Jakarta, Deras.id – Isu perselingkuhan sedang mencuat, khususnya di kalangan artis. Seperti yang dicatat oleh Badan Pusat Statistik (BPS) tahun 2022 tingkat perceraian di Indonesia semakin meningkat. Pada tahun 2022 tercatat 516.344 kasus perceraian dimana jumlah ini meningkat 15,3 persen di bandingkan tahun sebelumnya sebanyak 447.743 kasus.
Ternyata setelah dipahami berdasarkan laporan BPS, faktor terbesar meningkatnya kasus perceraian karena adanya perselisihan hingga mengakibatkan pertengkaran. Selain hal itu faktor ekonomi dan ditinggal oleh pasangan juga menjadi penyebab kasus perceraian meningkat.
Oleh karena itu, perlu diketahui apa sebenarnya tujuan menikah. Wakil Ketua Lembaga Kemaslahatan Keluarga Pengurus Besar Nahdlatul Ulama (LKKPBNU), Nyai Nur Rofiah menegaskan bahwa pernikahan harusnya tidak dimaknai sebagai suatu hal yang bersifat transaksional. Menikah bukan hanya soal fisik dan seksualitas saja dimana wanita hanya digunakan untuk objek pemuas kebutuhan lelaki atau sang wanita menikah hanya karena ingin mendapatkan nafkah saja.

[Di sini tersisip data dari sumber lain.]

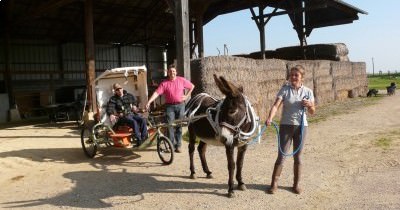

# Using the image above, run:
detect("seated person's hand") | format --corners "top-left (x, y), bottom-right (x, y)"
top-left (132, 105), bottom-right (138, 113)
top-left (110, 114), bottom-right (118, 124)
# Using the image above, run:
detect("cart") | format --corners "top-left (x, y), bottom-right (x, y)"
top-left (80, 66), bottom-right (174, 165)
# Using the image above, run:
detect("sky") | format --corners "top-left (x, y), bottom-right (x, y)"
top-left (203, 0), bottom-right (400, 74)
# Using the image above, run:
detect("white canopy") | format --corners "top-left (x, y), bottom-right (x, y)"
top-left (94, 65), bottom-right (148, 125)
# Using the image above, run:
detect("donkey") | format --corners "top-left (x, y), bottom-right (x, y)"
top-left (185, 74), bottom-right (259, 198)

Nyai Rofiah menjelaskan jika pernikahan hanya bersifat transaksional akan sangat rapuh oleh karena itu sebagai manusia yakni makhluk ciptaan Tuhan yang paling sempurna perlu untuk merefleksikan apakah diri kita sudah masuk sebagai makhluk berakal atau hanya makhluk fisik saja.

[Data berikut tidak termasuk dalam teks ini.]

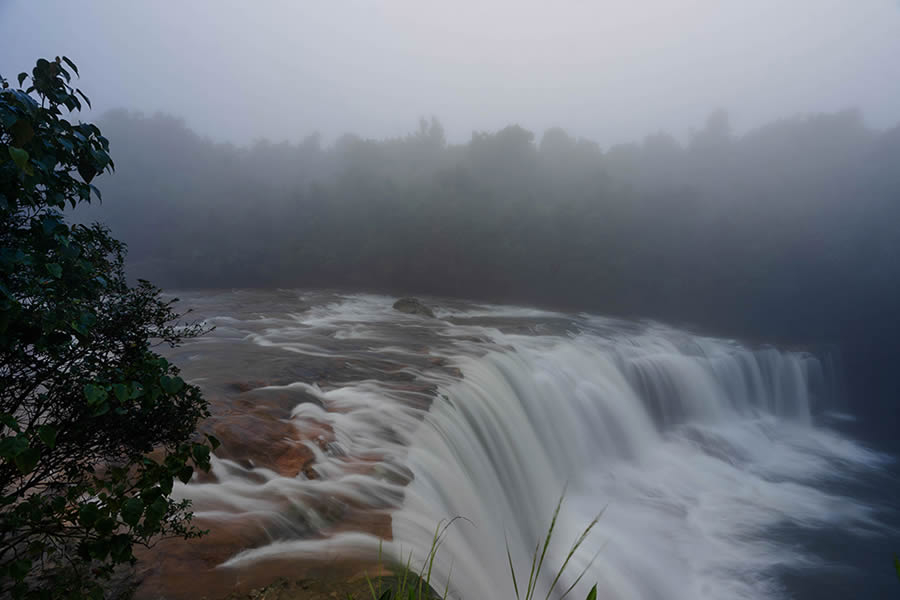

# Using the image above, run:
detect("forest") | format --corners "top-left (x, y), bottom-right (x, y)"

Berikutnya, tujuan menikah harus dimengerti yakni untuk melahirkan kemaslahatan. Nyai Rofiah memberikan contoh bahwa ketika pasangan suami istri mengalami permasalahan harusnya saling support satu sama lain. Sehingga adanya rasa untuk saling menguatkan. Bukan sebaliknya saling menyalahkan satu sama lain.
“Ketika rezeki suami sedang macet, istrinya di-support untuk bisa kerja, suami sementara bisa mengurus urusan rumah dan segala macamnya. Problemnya kan kadang gengsi. Istri juga begitu bisa nulis, dagang banyak yang bisa dilakukan bersama asal cara pandang sudah benar,” bebernya.
Selanjutnya adalah pemahaman bahwa jodoh tidak statis, semuanya diproses. Maksudnya jodoh ibarat rezeki yakni suatu hal yang harus dicari. Begitu pula pasangan suami istri harus terus diupayakan untuk bersama.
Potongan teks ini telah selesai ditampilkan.